Generalmente i bambini già all’età di tre anni hanno una percezione di sé e degli altri,
delle aspettative e delle regole sociali. Tale competenza si sviluppa precocemente,
poiché i bambini hanno una forte motivazione a partecipare dapprima alla vita
familiare, poi a quella del contesto sociale più allargato.
In genere i soggetti sottoposti al Mentoring mancano di tale competenza, e la causa
di ciò potrebbe essere riconducibile a genitori socialmente disadattati e a scarse
esperienze con fratelli o coetanei nel corso dell’infanzia.
Dalla ricerca-intervento condotta nel 1997 da Gelli (1999), nelle scuole di Lecce con
studenti di tre scuole medie inferiori sottoposti al Mentoring, si evince come questi
hanno difficoltà non solo scolastiche (quali ritiri, bocciature, assenze frequenti), ma
anche di relazione con gli altri.
Infatti, emerge che tali ragazzi presentano sia comportamenti di disturbo nei confronti
della classe, sia atteggiamenti di isolamento e di anonimato.
Vi sono inoltre delle differenze tra maschi e femmine: mentre i primi mostrano un
comportamento più iperattivo, le femmine risultano più passive ma allo stesso tempo
aggressive (vedi Tabella 1).
Dalla stessa ricerca emerge come il comportamento degli studenti sottoposti al
Mentoring, rispetto agli insegnanti, oscilla tra collaborazione e ostilità.
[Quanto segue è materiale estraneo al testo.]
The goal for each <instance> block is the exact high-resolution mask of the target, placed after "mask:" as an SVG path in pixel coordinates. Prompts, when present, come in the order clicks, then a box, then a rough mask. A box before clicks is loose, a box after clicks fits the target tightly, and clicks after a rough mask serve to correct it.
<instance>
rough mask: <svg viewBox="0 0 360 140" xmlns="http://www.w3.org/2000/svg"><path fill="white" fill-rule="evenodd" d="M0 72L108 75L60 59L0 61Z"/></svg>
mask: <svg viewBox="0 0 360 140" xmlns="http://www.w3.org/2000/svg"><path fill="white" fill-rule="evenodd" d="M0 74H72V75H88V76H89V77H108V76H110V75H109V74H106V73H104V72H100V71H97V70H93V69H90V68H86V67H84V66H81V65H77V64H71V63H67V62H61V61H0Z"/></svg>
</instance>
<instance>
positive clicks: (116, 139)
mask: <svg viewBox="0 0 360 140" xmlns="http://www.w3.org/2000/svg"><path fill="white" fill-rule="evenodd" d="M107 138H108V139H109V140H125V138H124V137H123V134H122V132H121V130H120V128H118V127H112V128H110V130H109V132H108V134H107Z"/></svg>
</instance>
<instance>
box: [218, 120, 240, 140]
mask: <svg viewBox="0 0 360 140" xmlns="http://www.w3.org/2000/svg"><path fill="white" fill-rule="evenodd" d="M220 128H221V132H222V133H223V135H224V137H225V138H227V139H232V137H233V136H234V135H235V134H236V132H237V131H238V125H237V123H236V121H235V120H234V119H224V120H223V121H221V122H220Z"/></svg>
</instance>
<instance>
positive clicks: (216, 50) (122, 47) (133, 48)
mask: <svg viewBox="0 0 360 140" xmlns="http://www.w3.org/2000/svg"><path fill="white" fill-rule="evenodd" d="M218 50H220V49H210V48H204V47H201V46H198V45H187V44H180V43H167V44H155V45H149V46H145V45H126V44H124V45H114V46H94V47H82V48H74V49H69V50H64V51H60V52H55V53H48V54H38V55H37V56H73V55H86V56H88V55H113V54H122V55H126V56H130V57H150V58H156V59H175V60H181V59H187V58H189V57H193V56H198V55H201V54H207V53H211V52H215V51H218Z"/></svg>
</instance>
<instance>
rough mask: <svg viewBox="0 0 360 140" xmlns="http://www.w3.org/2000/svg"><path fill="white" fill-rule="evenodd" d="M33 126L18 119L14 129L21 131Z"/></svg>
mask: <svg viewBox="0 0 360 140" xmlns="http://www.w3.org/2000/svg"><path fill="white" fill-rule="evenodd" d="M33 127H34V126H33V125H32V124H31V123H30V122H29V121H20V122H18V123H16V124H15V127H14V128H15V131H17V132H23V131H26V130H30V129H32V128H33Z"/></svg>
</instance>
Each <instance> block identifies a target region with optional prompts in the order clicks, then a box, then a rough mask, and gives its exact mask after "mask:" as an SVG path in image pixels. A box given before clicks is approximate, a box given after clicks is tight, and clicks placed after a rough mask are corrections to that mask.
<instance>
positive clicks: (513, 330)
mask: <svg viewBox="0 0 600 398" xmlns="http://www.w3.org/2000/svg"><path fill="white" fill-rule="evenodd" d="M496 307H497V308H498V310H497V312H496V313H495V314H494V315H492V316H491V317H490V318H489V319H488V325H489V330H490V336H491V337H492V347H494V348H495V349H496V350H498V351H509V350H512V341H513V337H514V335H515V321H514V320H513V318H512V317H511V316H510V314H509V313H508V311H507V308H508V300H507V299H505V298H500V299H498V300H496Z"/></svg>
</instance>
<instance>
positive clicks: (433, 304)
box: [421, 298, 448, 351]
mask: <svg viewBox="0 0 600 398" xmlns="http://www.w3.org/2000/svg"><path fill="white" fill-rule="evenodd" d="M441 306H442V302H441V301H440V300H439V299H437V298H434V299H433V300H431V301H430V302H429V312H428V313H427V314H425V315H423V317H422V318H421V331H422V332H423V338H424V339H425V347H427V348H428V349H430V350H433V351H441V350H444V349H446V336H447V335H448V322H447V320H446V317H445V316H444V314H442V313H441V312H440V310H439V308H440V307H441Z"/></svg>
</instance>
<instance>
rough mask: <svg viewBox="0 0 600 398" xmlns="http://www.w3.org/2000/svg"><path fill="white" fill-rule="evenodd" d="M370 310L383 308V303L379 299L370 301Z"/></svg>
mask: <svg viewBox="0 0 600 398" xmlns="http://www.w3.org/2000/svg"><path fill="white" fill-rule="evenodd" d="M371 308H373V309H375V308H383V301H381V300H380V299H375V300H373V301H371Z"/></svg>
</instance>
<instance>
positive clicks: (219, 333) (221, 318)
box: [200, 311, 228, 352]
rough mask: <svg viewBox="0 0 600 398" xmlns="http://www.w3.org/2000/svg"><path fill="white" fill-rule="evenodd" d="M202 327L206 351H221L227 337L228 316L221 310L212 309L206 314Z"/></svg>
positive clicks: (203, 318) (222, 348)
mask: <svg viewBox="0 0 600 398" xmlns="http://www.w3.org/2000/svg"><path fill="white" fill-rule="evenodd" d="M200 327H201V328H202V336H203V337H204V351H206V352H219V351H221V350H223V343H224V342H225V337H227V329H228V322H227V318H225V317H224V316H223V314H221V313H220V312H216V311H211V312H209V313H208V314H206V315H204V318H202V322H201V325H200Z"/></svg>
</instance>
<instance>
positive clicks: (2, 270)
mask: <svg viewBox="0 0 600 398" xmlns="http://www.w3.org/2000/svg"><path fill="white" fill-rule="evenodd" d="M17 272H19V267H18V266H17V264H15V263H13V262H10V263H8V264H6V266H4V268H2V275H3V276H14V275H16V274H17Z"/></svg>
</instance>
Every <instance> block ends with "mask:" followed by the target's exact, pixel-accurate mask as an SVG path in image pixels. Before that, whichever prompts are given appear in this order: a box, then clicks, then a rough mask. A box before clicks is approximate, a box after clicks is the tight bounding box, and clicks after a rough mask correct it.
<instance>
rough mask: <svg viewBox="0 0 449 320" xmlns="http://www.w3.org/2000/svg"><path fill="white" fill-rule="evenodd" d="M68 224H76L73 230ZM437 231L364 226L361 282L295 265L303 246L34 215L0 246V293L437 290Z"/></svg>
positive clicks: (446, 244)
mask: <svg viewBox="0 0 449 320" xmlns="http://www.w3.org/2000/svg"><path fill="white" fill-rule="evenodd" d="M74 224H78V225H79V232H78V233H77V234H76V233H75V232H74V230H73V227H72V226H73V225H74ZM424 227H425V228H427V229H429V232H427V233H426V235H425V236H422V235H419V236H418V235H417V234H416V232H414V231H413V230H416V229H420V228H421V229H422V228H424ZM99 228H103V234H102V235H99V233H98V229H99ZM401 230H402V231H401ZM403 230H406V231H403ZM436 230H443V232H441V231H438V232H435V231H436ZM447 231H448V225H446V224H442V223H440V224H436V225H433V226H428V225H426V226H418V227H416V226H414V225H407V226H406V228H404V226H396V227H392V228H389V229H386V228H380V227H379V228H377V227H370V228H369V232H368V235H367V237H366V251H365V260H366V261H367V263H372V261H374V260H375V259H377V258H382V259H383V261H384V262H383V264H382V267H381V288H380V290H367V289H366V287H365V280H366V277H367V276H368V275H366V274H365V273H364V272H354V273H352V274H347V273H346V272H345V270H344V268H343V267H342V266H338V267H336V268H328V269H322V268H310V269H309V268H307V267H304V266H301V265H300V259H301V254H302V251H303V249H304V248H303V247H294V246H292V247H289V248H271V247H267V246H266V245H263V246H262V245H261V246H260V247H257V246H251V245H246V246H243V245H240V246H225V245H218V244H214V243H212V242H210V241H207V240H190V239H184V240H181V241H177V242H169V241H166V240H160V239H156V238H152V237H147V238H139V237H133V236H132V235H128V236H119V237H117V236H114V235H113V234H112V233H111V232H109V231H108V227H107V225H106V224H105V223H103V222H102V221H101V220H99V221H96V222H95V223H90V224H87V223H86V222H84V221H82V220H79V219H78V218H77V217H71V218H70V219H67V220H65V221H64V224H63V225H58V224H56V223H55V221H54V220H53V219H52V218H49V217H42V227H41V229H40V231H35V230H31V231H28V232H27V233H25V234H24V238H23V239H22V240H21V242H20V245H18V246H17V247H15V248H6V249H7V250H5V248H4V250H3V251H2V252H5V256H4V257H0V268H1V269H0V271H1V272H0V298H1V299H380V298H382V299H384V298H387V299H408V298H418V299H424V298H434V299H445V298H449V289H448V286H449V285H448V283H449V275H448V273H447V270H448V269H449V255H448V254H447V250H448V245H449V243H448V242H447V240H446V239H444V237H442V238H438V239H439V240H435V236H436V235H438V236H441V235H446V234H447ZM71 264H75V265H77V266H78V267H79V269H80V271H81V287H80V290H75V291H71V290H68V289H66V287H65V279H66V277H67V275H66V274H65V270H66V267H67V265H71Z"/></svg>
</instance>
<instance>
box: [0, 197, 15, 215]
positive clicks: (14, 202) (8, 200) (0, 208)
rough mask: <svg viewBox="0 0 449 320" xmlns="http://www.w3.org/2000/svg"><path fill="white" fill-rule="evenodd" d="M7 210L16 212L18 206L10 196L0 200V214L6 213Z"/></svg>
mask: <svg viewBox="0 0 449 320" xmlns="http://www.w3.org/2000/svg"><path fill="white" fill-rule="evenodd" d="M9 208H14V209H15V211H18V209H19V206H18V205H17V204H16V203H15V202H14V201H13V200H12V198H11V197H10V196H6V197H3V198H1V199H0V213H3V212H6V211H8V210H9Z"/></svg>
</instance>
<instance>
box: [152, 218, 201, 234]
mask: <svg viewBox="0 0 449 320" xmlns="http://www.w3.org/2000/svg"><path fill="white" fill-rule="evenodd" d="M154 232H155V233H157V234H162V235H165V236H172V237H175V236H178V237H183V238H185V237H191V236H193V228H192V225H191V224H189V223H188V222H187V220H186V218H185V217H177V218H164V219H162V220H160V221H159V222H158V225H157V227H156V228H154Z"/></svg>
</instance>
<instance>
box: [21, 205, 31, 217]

Le femmine
risultano più collaborative rispetto ai maschi.
Infine una parte di loro propone agli insegnanti delle richieste di eccessiva
affettuosità non pertinente al contesto scolastico.
Uno dei compiti del Mentor è quello di aiutare il Mentee a mettere in atto
comportamenti adeguati rispetto alla classe e fornirgli un aiuto nel dare maggiore
fiducia agli altri nel corso di una relazione.